3 min read By Vamsi Karuturi · Senior Backend Engineer at Salesforce

CAP Theorem

Real Incident: GitHub, October 2018

A 43-second network partition split GitHub's MySQL cluster. Both sides promoted a primary. Two databases accepted writes simultaneously. Result: 24 hours of degraded service, millions of developers affected. This is CAP theorem hitting production.

The 30-Second Explanation

In a distributed system, when a network partition happens, you must choose:

🔒

Consistency (CP)

"I'd rather show an error than wrong data"

Banks, inventory, bookings

🌐

Availability (AP)

"I'd rather show stale data than nothing"

Social feeds, DNS, shopping carts

The key insight: You're not choosing between C, A, and P. Partitions are inevitable. You're choosing between C and A when a partition happens.

The Pizza Shop Analogy

You own 3 pizza shops in SF, NYC, and Chicago. All must serve the same menu.

The phone lines between shops go down (partition). A customer in Chicago asks for a pizza you just added in SF 5 minutes ago.

You choose...	What happens	Real-world equivalent
Consistency	"Sorry, system is down. Come back later."	Banking app during outage
Availability	"Here's our menu!" (missing the new pizza)	Netflix showing stale recommendations

That's it. That's the entire theorem.

What FAANG Interviewers Actually Ask

"Given this system, would you choose CP or AP?"

Framework to answer:

If the data is...	Choose	Because	Example
Financial / transactional	CP	Wrong balance = lawsuit	Stripe, banks
User-generated content	AP	Stale likes > error page	Instagram, Twitter
Inventory / booking	CP	Overselling = real money lost	Uber seats, airline tickets
Session / preference	AP	Show old settings > force re-login	Netflix, Spotify
Leader election / config	CP	Split-brain = catastrophe	ZooKeeper, etcd

Real Systems Mapped

System	Choice	What happens during partition
ZooKeeper	🔒 CP	Minority side stops accepting writes. Waits for quorum.
etcd	🔒 CP	Raft consensus — no leader = no writes.
Google Spanner	🔒 CP	TrueTime + Paxos. Blocks rather than diverge.
Cassandra	🌐 AP	Every node accepts writes. Resolves conflicts later (last-write-wins).
DynamoDB	🌐 AP	Eventually consistent by default. Strong consistency optional (costs 2x).
MongoDB	🔒 CP	Primary goes down → election (10-30s downtime). Reads can be stale on secondaries.

PACELC — The Follow-Up They Always Ask

"OK, so you know CAP. What about when there's NO partition?"

PACELC extends CAP: if P**artition → choose **A or C. **E**lse (normal operation) → choose **L**atency or **C**onsistency.

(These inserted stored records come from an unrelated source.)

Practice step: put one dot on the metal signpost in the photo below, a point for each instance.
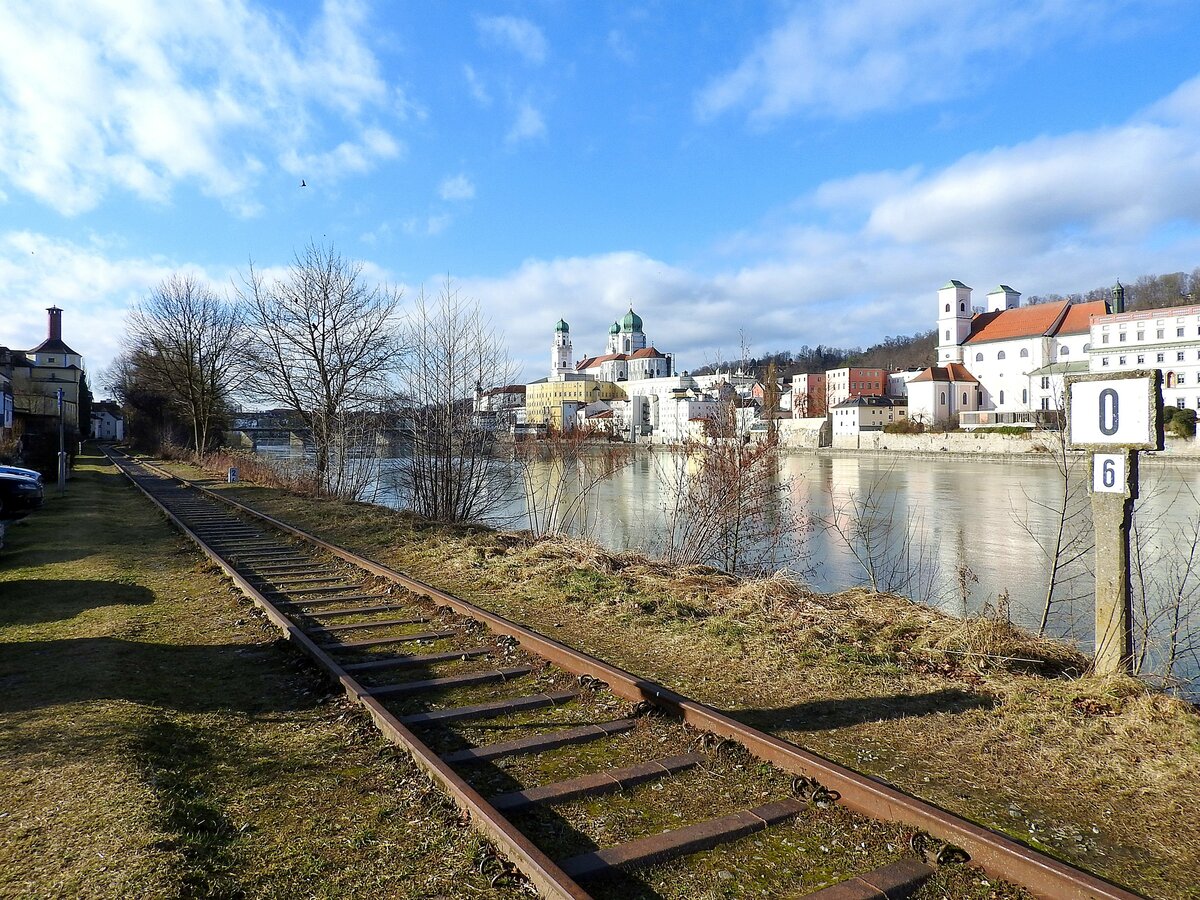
(1114, 415)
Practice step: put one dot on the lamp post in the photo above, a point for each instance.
(63, 451)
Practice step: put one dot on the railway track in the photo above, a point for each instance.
(589, 780)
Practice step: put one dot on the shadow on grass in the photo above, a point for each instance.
(240, 678)
(826, 714)
(29, 601)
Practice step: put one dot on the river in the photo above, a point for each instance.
(978, 531)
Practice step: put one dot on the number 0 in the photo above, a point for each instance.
(1109, 418)
(1109, 474)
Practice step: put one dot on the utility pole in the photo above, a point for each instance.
(63, 449)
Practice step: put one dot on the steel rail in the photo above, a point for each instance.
(997, 855)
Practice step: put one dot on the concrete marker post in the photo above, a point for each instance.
(1115, 415)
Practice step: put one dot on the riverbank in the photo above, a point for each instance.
(972, 715)
(157, 739)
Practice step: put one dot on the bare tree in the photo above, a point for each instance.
(561, 473)
(325, 347)
(453, 349)
(187, 345)
(727, 507)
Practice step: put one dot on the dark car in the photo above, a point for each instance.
(19, 496)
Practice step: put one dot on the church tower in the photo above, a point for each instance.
(953, 321)
(561, 351)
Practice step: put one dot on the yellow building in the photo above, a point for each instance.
(546, 400)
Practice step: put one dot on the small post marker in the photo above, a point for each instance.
(1115, 415)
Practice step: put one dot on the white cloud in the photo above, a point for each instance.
(475, 87)
(457, 187)
(528, 125)
(515, 34)
(845, 58)
(100, 97)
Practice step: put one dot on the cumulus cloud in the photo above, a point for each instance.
(457, 187)
(99, 97)
(514, 34)
(528, 124)
(841, 59)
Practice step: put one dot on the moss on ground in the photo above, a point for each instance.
(976, 717)
(157, 741)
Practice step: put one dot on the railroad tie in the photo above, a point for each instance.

System	During Partition	Normal Operation
Cassandra	A (stay available)	L (fast, eventually consistent)
DynamoDB	A	L (default) or C (strong reads cost 2x)
ZooKeeper	C (refuse writes)	C (always consistent, higher latency)
Spanner	C	C (TrueTime makes it fast despite consistency)
MongoDB	C	L (reads from secondaries are faster but stale)

Interview Gold

When an interviewer asks "What's the trade-off of using DynamoDB?" — answer with PACELC: "It's PA/EL by default. Available during partitions, low-latency in normal operation, but eventually consistent. You can opt into strong consistency per-read at 2x cost."

Consistency Models (From Strict to Relaxed)

Model	Promise	Real-World Feel
Linearizability	Every read sees the absolute latest write	Your bank balance — always correct
Sequential	All nodes agree on ordering, maybe slightly behind	A shared Google Doc
Causal	If A caused B, everyone sees A before B	Chat messages in order
Eventual	Everyone will eventually agree	Instagram like count (might be off by a few)

The 3 Interview Mistakes That Get You Rejected

Don't Say These

"Just pick CP for everything" — Shows you don't understand the trade-off. No interviewer wants a system that goes down during every network blip.
"CA is a valid option" — In any real distributed system, partitions WILL happen. CA only exists on a single machine (not distributed).
"Eventual consistency means data loss" — No. It means temporary staleness. All writes are eventually propagated. No data is lost.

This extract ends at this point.